With about 500 km separating Rosetta from comet 67P, it is still necessary to reduce the spacecraft’s speed with respect to the comet by some 3.5 m/s.

The two remaining burns in the ten-burn series of orbit correction manoeuvres (OCMs) that are achieving this are dubbed CATP (Close Approach Trajectory – pre-Insertion) and CATI (Close Approach Trajectory – Insertion), and are planned for 3 and 6 August, respectively.

Here are the details for Sunday, 3 August.

The burn is set to begin at 11:00 CEST (09:00 UTC), will run for about 13 mins:12 secs and will bleed off some 3.2 m/s of speed.

“It will be initiated, as all of our OCMs have been, automatically by a stack of commands; these have already been pre-loaded on board Rosetta,” says Spacecraft Operations Manager Sylvain Lodiot.
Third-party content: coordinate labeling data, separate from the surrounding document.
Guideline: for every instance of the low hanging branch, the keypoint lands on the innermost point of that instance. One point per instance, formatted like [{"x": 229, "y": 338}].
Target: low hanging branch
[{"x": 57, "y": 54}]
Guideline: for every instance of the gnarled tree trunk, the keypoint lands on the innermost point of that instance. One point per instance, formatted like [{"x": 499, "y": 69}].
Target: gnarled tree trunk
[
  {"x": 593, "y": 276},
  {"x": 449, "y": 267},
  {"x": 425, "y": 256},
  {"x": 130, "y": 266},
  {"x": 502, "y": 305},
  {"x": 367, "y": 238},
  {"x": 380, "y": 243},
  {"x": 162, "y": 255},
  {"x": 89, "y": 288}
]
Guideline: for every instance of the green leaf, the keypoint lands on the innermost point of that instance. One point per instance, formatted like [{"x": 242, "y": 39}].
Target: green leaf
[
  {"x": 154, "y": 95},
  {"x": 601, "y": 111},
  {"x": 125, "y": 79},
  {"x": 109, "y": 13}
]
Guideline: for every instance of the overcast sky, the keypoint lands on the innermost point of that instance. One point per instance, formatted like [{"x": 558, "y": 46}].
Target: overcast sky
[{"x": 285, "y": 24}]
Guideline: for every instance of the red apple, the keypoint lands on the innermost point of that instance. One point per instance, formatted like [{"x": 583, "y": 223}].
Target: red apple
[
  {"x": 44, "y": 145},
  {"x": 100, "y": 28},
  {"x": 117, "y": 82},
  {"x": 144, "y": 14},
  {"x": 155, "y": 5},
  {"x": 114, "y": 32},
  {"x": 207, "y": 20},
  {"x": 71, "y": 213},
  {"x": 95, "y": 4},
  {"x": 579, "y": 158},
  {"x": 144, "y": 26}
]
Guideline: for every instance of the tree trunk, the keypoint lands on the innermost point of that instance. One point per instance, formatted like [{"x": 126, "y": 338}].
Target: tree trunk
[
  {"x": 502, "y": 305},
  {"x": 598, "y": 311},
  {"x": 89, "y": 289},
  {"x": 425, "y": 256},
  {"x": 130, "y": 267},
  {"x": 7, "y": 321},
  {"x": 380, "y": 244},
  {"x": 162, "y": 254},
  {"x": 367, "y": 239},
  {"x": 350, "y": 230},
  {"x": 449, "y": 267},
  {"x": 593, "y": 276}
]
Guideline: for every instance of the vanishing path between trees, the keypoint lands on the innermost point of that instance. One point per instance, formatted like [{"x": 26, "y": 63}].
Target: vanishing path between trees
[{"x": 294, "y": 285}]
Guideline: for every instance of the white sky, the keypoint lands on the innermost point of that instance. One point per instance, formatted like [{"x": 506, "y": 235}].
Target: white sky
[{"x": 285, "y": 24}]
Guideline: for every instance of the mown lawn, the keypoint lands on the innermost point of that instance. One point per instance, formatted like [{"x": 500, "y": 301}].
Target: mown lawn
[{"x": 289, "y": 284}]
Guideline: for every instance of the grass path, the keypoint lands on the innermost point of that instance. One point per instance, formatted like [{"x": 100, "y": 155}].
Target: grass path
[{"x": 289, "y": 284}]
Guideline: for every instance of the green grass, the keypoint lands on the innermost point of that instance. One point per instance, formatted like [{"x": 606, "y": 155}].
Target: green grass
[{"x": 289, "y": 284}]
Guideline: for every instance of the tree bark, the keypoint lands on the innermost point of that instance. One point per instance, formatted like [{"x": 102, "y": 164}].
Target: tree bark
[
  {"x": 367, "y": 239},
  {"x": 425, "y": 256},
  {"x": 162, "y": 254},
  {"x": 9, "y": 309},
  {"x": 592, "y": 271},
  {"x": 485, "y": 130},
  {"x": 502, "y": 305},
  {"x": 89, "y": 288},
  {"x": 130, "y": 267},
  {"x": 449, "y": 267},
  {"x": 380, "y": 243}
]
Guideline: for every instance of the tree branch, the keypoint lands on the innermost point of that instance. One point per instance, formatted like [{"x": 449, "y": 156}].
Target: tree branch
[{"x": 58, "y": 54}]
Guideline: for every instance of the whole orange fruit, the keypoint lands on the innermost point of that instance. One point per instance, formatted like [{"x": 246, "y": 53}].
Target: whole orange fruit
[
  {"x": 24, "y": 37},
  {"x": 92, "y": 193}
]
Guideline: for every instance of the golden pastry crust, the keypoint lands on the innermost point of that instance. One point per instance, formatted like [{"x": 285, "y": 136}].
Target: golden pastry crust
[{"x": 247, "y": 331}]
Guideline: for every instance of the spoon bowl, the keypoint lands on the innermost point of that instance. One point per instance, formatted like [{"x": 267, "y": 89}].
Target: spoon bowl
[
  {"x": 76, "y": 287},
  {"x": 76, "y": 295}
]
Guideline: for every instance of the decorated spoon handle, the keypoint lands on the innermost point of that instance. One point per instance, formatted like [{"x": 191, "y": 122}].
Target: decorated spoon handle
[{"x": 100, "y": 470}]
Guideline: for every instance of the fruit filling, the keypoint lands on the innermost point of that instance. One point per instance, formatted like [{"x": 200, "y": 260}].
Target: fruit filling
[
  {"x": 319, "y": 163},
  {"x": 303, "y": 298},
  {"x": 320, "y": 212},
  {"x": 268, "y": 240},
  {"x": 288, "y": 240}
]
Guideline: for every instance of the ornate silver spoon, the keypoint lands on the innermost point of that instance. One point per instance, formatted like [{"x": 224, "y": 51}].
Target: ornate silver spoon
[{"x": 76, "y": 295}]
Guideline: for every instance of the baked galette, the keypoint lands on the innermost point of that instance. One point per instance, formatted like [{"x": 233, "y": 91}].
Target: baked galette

“We also need to bend the spacecraft’s trajectory towards the comet, going from today’s 200-km miss distance to 70 km, and reduce the relative velocity to about 1 m/s.”

The final insertion burn – CATI – will be conducted on 6 Aug, after which Rosetta is set to achieve a speed substantially equal to the comet at a stand-off distance of about 100 km.

‘Orbit insertion’ is a bit of a misnomer, as the spacecraft will still be too far from the comet to be captured by its gravity into a bound keplerian orbit.

Orbit insertion means that Rosetta will in fact begin following a series of triangular arcs, each about 100-km long, and it will conduct a small thruster burn at each apex to swing onto the next arc and stay near the comet. The height of the arcs above the surface will be steadily lowered, until 67P/C-G’s gravity does capture the spacecraft (see How Rosetta Arrives at a Comet for details).

“All systems on the spacecraft are performing well and the entire team is looking forward to a smooth arrival,” says Sylvain.